Call Steve at Ross. He’s really good about taking care of his products. More than likely he’ll just send you the parts to fix it.
Don’t glue the rail to the throw bar as it needs to be able to slide. More than likely the pin has come loose in the throw bar. You may be able to glue the pin into the throw bar and get it to hold for a little while, but ultimately fixing it with new parts is the way to go
Yes, call Steve Ross. I had a similar, if not identical, problem and he took care of it promptly. One of the best companies I've ever dealt with.
Hal
I have to agree with everyone above, Call Steve at Ross, they will repair it or replace it at no cost to you.
Ross is an excellent company and will help you out whenever they can. Last York I brought a switch that suffered the same problem you described, Steve took the switch back to his shop repaired it, and sent it back at no charge.
When taking out the turnout isn't that easy. They can be repaired while still on the layout as long as they are in easy reach. If the throw bar is intact. The pin that resides in the hole may have fallen out due to a broken solder joint. Steve should be able to send you some. I've substituted some copper nails that were the correct thickness. They just had to be cut to the proper length.

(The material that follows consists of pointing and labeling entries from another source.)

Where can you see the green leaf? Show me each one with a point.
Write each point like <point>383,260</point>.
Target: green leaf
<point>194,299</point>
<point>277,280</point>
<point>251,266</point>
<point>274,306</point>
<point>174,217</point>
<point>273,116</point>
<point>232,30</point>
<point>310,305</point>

To begin. Cut the wooden stringer between the ties below the throw bar. This will give you some room to allow you to slip the pin up through in the hole using tweezers or needle nose pliers. Next while holding it in place. You need some basswood strips in various thicknesses. Hold up on the pin and throw bar with a piece of basswood strip under it. Keep stacking strips under it till it will stay at the correct height in line with the rail. You then need to solder the pin to the rail. You should see some existing solder on the closure rail. Again use either strip wood or better yet. Tension the rail with a small spring so it stays snug against the pin. Now you just need to solder the rail to the pin. Remove everything. If it swivels freely back and forth your good to go.
Dave is right. I have repaired several on Will Allens Duckunder layout. The first time takes about 30 min and the rest about 10-15 min. If the throw bar is broken get a replacement and rivets from Ross and use the same method times two. Not hard, just a tad fussy.
George Lasley
A new throw bar fabricated from a plastic blank electrical plated. Note the solder, where the small pins are connected to the move-able point. Sometimes the solder has to be softened/heated to adjust the points to the side rail.
Worn throw bars. New bars should also have new rivet/pins for installation. Worse case is you would loose a pin, they are small.
Send it back to Steve. Repairs and return shipping are free. Best warranty for the best switches in the industry!
Mike CT posted:A new throw bar fabricated from a plastic blank electrical plated. Note the solder, where the small pins are connected to the move-able point. Sometimes the solder has to be softened/heated to adjust the points to the side rail.
Worn throw bars. New bars should also have new rivet/pins for installation. Worse case is you would loose a pin, they are small.
Those throw bars are not worn. Per Steve Brenneisen, there was a period of time when Ross used a soldering flux (for soldering the pins to the point rails) that attacked the plastic in the throw bar. In the bars above, the plastic has been dissolved by the flux residue. The throw bar will eventually break at one of the pin locations due to the material being eaten away.
Steve supplies free throw bars and pins if you want to repair the switches yourself. I remove all of the old solder using either a solder sucker tool or a desoldering wick before installing new pins using new solder and new flux.
I've probably done 15 or 20 repairs on several local layouts using the shimming technique described above.